Koridorun sonundaki odayı gördüğümde gülümsedim. Dün gece Rex, yatağa geçmeden önce sürünün cephane sorumlusuyla görüşmüştü ve yarın benim için silah hazırlamalarını istemişti. Ne kadar istersem o kadar hazırlanacaktı ve benim emirlerim ikiletilmeyecekti. Odanın önündeki Beta korumalar bizi görünce hazır ola geçtiler ve ellerindeki G3'lerin namlularını yere doğrulttular. O silahla yakından vurulan birinin bağırsaklarının nasıl dışarıya fırladığını kendi gözlerimle görmüştüm.

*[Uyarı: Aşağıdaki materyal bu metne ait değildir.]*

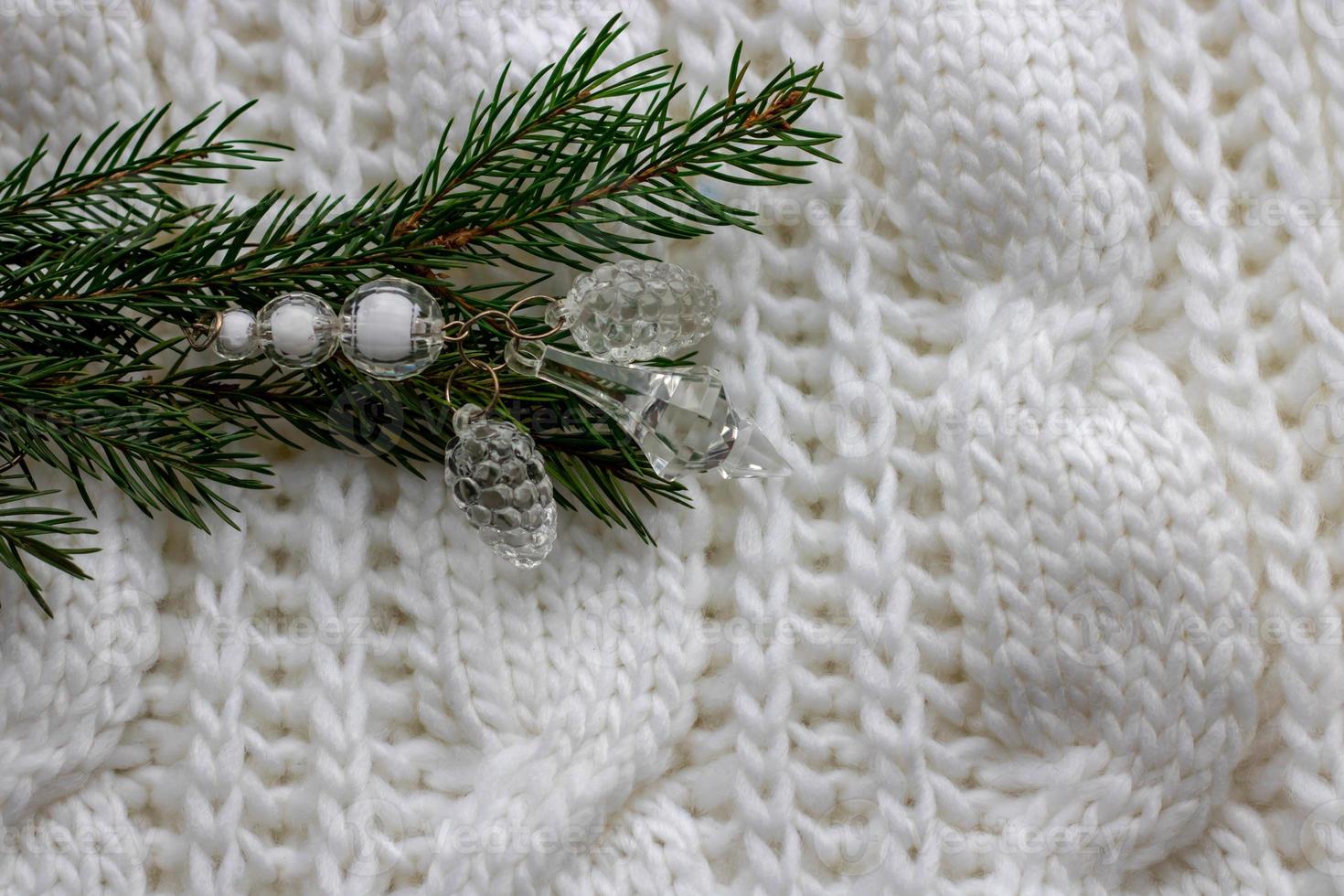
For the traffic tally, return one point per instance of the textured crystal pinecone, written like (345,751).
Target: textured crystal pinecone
(499,481)
(632,311)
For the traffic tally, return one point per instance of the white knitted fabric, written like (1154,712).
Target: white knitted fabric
(1051,602)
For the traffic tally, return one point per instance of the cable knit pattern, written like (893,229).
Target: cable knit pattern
(1051,603)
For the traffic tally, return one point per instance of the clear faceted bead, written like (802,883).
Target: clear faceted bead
(680,418)
(238,337)
(297,329)
(391,328)
(632,311)
(499,481)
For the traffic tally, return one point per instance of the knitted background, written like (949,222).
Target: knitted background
(1051,602)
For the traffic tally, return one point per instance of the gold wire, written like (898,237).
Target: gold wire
(203,334)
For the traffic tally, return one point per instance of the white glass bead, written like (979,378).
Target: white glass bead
(238,336)
(297,329)
(391,328)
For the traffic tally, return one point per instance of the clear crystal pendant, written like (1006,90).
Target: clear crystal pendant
(680,418)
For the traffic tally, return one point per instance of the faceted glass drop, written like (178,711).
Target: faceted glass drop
(635,311)
(499,481)
(680,418)
(391,328)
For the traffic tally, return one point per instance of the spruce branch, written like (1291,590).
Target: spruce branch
(105,261)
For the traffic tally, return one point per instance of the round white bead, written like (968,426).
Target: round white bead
(297,329)
(238,336)
(391,328)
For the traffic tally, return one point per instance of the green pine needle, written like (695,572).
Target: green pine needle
(102,262)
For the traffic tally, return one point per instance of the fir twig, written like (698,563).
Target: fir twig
(583,163)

Beta korumalar hemen odanın kapısını açtılar. Kapıdan geçtiğimde bedenimi soğuk sardı. Rutubeti engellemek için oda sıcaklığını sürekli aynı tutuyorlardı ve dışarıda hava 11 dereceydi. Soğuk bir ortamdan daha soğuk bir ortama geçmek üşümeme neden olurdu. Takım elbiseyle olsaydım kesinlikle üşürdüm. Omuzlarıma aldığım palto iyi bir fikirdi.
Cephane odasına göz gezdirdim. Duvarlara asılı silahlara baktım. Silahları kurşungeçirmez olduğuna emin olduğum bir camla koruyorlardı. Demir dolaplarda silahlar asılıydı ve dolaplarda büyük asma kilitler vardı. Odanın başka bir köşesinde miğferler ve kurşungeçirmez yelekler vardı. İçinde mermilerin olduğuna emin olduğum dört büyük konteynır odanın ortasında duruyordu.
"Hoş geldiniz Efendim. Ben cephane odasından sorumluyum. İsmim Lara. Size ben eşlik edeceğim," dedi yanıma gelen kadın. Alfa olduğunu hemen anlamıştım. Üstündeki kamuflajlı cekette rütbeli olduğunu belli eden bir rozet vardı. Saçlarını oldukça kısa kesmişti ve sağa doğru yatırmıştı. Yüzünde korkutucu olduğuna emin olduğum bir yara izi vardı. Sağ kaşına çizik atılmıştı ve kulaklarında bir sürü küpe vardı. Belinde asker kemeri vardı ve kemerde iki silah, yedek şarjör ve bıçak asılıydı. Giydiği şort uzun bacaklarını gözler önüne seriyordu. Bacaklarında dahi yaraların olması birkaç kavgaya girip çıktığının kanıtıydı.
"Hoş buldum Lara," dedim yavaşça. "Bana en iyi silahlarını göster."
Yüzünde bir gülümseme belirdi. Gülümsemesi yarasını daha da belirginleştirdi. "Pekâlâ Efendim. Lütfen beni takip edin."
Önden yürümeye başladığında ben de arkasından yürüdüm. Bir yandan da cephane odasını inceliyordum. Bu odayı gören biri Rex'in büyük bir savaşa hazırlandığını söyleyebilirdi. Irving Sürüsünde de bir cephane odası vardı fakat bu kadar çeşitli değildi.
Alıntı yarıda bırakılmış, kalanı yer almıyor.